Implementation roadmap for financial institutions
Here’s how we help senior leaders and their teams turn the new mandates into action—rather than another document exercise.
- Conduct a gap assessment: Compare current state of your IT governance, cyber resilience, vendor-risk programme and payment-security controls against the mandates in both Directions.
- Board engagement & governance setup: Ensure that the Board (or its sub-committee) approves the relevant strategy/policy. Set up (or reconstitute) the ITSC for REs; ensure quarterly meetings.
- Define roles & responsibilities: Elevate the CISO role. Ensure independence from IT operations and assign clear accountabilities across business, risk, IT and cyber.
- Revise vendor-risk and third-party frameworks: For critical applications, enforce source-code/escrow requirements.

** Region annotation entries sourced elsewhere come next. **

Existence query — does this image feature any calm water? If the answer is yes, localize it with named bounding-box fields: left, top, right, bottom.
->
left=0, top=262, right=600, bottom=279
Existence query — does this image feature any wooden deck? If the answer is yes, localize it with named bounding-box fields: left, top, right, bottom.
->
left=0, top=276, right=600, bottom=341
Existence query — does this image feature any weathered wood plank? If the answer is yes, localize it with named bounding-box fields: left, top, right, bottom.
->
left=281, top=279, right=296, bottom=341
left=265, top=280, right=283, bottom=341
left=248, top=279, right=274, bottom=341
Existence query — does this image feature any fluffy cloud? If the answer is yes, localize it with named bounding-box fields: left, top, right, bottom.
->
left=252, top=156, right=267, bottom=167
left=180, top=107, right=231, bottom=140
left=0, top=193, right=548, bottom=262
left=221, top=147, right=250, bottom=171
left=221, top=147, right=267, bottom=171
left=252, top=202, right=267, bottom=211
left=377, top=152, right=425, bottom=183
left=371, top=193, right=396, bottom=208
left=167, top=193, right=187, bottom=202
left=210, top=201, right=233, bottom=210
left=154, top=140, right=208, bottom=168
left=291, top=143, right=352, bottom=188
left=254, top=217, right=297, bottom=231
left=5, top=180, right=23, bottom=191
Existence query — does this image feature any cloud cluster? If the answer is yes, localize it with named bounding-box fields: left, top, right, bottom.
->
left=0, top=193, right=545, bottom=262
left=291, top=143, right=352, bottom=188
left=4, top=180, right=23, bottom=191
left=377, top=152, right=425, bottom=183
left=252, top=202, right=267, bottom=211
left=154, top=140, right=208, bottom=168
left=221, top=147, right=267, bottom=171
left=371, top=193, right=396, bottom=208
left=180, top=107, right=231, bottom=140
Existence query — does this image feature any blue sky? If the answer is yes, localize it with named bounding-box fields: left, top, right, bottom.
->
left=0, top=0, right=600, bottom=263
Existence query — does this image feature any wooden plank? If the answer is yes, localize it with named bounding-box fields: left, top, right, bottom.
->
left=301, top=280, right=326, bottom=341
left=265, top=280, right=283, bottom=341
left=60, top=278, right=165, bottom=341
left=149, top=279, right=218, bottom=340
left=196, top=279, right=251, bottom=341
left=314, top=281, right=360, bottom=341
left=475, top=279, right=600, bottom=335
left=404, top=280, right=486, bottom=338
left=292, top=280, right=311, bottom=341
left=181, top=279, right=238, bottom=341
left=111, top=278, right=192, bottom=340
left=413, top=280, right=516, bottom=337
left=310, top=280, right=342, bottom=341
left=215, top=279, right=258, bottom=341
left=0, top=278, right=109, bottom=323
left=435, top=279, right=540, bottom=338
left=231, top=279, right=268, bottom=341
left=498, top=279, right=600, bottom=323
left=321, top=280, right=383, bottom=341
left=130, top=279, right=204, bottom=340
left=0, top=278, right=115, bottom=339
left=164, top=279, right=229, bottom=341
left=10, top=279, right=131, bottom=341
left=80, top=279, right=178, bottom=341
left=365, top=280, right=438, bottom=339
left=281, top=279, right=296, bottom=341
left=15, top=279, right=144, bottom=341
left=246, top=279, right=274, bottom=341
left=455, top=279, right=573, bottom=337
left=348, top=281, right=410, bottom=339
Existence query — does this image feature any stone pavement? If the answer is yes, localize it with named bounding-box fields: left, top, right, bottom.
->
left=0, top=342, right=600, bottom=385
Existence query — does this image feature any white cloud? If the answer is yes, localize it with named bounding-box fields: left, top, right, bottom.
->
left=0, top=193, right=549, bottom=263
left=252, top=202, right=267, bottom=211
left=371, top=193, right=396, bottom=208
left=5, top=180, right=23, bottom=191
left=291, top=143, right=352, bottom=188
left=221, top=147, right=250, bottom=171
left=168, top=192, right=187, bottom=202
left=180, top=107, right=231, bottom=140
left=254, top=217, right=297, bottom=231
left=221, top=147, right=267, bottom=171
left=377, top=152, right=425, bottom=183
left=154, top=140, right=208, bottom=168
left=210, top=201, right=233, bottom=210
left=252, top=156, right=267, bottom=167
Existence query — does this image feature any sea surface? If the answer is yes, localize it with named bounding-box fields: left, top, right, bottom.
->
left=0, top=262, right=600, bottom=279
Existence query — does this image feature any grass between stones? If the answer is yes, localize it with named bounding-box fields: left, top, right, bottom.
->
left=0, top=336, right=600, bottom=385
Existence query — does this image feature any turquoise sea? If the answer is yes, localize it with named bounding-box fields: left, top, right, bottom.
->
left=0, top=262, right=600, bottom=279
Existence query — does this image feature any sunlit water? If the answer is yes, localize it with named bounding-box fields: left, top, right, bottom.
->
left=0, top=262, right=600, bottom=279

Perform concentration-risk assessments.
- Operational resilience testing: Schedule and conduct VAPT at required frequency. Perform half-yearly DR drills. Validate near-zero RPO targets for critical systems.
- Payment-security controls for PSOs: Enforce 12-hour cooling period post email/mobile change, test transaction-data backups twice a year, enforce secure-by-design SDLC.
- Training and culture: Ensure employee awareness, board training, tabletop-crisis simulations for payment fraud, third-party failures, cyber-incidents.
- Monitoring and reporting: Define Key Risk Indicators (KRIs) and Key Performance Indicators (KPIs) linked to the mandates. Provide quarterly dashboards to the board/committee.
Conclusion
The RBI Master Directions represents a strong regulatory push toward more measurable, accountable, and strategic cyber resilience in the financial sector. For REs the focus is on IT governance at the board level, vendor risk and operational resilience. For PSOs the emphasis lies in payment-security controls, vendor code access, and secure environments.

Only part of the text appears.